Igor Bitman,Portrait of Grandmother,1979

Pencere kenarinda, tek basina oturuyor olurdu.
Giris katindaki evin perdesi acik olur, odanin ici görünürdü: Ahsap bir dolap, duvarda siyah beyaz bir kac fotograf.
Yeniköy'den her gecisimizde gözlerimiz o eve takilirdi.
Yasli kadin, orada tek basina, boynunu bükmüs bir cicek gibi hüzünlü, dalgin otururdu.
Bir gün evin artik bos oldugunu fark ettik.

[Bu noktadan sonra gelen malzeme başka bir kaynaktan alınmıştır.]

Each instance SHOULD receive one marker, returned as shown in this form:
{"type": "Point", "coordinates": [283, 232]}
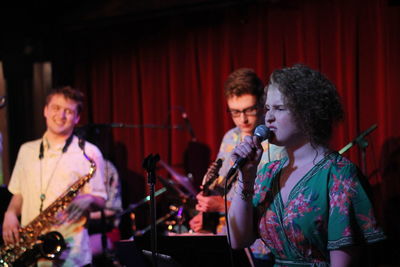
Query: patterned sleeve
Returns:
{"type": "Point", "coordinates": [351, 217]}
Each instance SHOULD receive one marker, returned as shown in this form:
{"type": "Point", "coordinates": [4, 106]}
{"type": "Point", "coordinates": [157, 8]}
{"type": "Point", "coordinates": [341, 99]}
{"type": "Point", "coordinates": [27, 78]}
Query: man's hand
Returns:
{"type": "Point", "coordinates": [210, 203]}
{"type": "Point", "coordinates": [10, 228]}
{"type": "Point", "coordinates": [196, 223]}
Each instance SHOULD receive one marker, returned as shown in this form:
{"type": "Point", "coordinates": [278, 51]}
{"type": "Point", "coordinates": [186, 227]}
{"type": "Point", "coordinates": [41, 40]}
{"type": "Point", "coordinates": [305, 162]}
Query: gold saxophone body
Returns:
{"type": "Point", "coordinates": [36, 239]}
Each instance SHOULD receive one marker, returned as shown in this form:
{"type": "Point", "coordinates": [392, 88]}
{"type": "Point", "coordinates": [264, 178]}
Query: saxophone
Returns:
{"type": "Point", "coordinates": [35, 239]}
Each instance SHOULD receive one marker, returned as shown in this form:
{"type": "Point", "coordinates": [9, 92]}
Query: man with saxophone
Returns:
{"type": "Point", "coordinates": [46, 168]}
{"type": "Point", "coordinates": [244, 95]}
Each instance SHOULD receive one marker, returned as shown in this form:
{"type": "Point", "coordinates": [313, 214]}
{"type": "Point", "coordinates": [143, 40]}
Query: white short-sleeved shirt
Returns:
{"type": "Point", "coordinates": [53, 175]}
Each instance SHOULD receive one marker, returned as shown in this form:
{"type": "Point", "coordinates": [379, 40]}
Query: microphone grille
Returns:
{"type": "Point", "coordinates": [262, 132]}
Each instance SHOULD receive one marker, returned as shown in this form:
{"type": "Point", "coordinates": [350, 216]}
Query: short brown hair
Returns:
{"type": "Point", "coordinates": [244, 81]}
{"type": "Point", "coordinates": [69, 93]}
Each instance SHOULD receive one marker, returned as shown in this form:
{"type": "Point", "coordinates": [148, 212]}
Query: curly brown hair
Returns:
{"type": "Point", "coordinates": [312, 99]}
{"type": "Point", "coordinates": [244, 81]}
{"type": "Point", "coordinates": [69, 93]}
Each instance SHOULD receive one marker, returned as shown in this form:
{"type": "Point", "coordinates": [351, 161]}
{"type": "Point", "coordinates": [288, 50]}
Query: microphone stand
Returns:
{"type": "Point", "coordinates": [149, 164]}
{"type": "Point", "coordinates": [362, 143]}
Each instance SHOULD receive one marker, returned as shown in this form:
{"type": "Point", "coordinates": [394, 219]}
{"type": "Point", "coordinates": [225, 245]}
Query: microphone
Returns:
{"type": "Point", "coordinates": [3, 101]}
{"type": "Point", "coordinates": [263, 133]}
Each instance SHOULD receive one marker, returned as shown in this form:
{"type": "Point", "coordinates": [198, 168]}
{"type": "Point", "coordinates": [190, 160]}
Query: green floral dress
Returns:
{"type": "Point", "coordinates": [326, 210]}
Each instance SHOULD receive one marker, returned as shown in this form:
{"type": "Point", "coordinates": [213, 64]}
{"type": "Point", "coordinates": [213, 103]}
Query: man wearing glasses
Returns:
{"type": "Point", "coordinates": [244, 95]}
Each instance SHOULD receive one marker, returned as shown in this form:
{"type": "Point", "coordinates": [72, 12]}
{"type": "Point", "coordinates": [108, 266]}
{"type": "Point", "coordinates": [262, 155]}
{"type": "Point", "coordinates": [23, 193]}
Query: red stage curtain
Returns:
{"type": "Point", "coordinates": [147, 72]}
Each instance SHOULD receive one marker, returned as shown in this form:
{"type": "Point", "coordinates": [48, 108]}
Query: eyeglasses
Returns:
{"type": "Point", "coordinates": [250, 111]}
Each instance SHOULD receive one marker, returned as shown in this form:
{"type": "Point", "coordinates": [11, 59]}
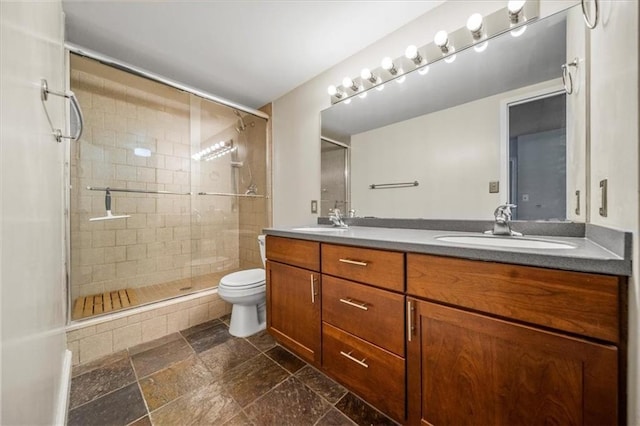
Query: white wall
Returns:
{"type": "Point", "coordinates": [31, 207]}
{"type": "Point", "coordinates": [614, 149]}
{"type": "Point", "coordinates": [453, 163]}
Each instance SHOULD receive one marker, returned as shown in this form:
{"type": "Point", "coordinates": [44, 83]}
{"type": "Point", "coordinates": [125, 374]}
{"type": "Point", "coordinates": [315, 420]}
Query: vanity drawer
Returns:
{"type": "Point", "coordinates": [375, 374]}
{"type": "Point", "coordinates": [367, 312]}
{"type": "Point", "coordinates": [376, 267]}
{"type": "Point", "coordinates": [575, 302]}
{"type": "Point", "coordinates": [301, 253]}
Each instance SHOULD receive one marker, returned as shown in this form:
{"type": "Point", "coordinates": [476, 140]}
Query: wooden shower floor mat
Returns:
{"type": "Point", "coordinates": [87, 306]}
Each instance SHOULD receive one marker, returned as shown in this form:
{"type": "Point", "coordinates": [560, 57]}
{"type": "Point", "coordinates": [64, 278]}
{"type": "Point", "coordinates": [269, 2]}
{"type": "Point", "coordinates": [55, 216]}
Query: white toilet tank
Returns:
{"type": "Point", "coordinates": [261, 243]}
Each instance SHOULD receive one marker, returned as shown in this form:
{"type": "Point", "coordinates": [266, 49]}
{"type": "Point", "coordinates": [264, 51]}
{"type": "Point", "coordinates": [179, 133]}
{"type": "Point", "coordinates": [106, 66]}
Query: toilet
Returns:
{"type": "Point", "coordinates": [246, 291]}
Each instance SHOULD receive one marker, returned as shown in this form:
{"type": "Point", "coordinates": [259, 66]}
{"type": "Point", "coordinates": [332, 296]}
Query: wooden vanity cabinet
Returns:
{"type": "Point", "coordinates": [508, 345]}
{"type": "Point", "coordinates": [363, 323]}
{"type": "Point", "coordinates": [294, 295]}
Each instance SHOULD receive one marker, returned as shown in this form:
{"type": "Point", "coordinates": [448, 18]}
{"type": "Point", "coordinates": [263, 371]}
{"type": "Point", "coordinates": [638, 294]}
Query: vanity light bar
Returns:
{"type": "Point", "coordinates": [475, 33]}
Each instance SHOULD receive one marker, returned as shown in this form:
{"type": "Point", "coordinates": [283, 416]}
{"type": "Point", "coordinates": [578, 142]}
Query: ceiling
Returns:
{"type": "Point", "coordinates": [248, 51]}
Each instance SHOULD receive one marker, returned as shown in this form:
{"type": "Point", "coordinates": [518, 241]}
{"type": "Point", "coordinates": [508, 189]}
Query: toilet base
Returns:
{"type": "Point", "coordinates": [245, 321]}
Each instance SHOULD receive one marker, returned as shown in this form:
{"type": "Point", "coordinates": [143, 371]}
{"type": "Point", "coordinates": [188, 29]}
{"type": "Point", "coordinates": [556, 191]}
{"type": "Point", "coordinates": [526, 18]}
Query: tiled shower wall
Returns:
{"type": "Point", "coordinates": [167, 237]}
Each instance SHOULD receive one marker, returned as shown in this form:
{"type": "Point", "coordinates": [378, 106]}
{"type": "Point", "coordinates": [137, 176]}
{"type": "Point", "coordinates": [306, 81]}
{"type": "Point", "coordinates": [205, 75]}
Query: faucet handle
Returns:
{"type": "Point", "coordinates": [503, 211]}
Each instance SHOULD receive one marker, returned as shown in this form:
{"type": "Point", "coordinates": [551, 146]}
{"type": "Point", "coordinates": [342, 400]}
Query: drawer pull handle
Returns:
{"type": "Point", "coordinates": [357, 361]}
{"type": "Point", "coordinates": [353, 262]}
{"type": "Point", "coordinates": [410, 326]}
{"type": "Point", "coordinates": [350, 302]}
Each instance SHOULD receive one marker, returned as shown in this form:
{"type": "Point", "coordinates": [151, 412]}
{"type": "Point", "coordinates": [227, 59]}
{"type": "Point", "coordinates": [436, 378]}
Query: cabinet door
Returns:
{"type": "Point", "coordinates": [466, 368]}
{"type": "Point", "coordinates": [293, 309]}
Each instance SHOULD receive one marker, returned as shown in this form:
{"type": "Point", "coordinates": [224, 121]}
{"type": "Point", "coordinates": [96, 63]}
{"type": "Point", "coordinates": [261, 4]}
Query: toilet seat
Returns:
{"type": "Point", "coordinates": [244, 280]}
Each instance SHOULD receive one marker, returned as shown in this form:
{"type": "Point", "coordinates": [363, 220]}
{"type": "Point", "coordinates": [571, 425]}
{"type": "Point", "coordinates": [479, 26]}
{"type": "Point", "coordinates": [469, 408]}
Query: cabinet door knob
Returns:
{"type": "Point", "coordinates": [410, 326]}
{"type": "Point", "coordinates": [357, 361]}
{"type": "Point", "coordinates": [313, 289]}
{"type": "Point", "coordinates": [353, 262]}
{"type": "Point", "coordinates": [359, 305]}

Pazar günü gecerken, onu göremeyecegimi bile bile baktim oraya.
"Yali Emlak" yaziyordu tabelalarda. Yasli kadinin evi, artik bir emlakci olmustu.

2 comments:

Oya Kayacan said...

O güzelimin cenazesi henüz çıkmıştır evden. Eskici çağırmıştır mutlaka mirasçıları, "Aman geç kalma, bir an önce boşaltalım gitsin..." Boşalır ev olduğu gibi; zaman içinde hepimizin burnunu sokup, "Aaaa, bak şu fotoğraf da ne güzelmiş, kimdi kim bilir?" diyeceği toz kokulu bir eskici dükkanına.

celerone said...

Sevgili Işıl,

Tarık Dursun K.'nın Hepsi Hikaye'sinde, adını çok iyi hatırlayamadığım bir öykü var. "Madam için Ölüm İlanı" olabilir. Fırsatın olursa oku bence. Yazın hemen o öyküyü hatırlattı bana.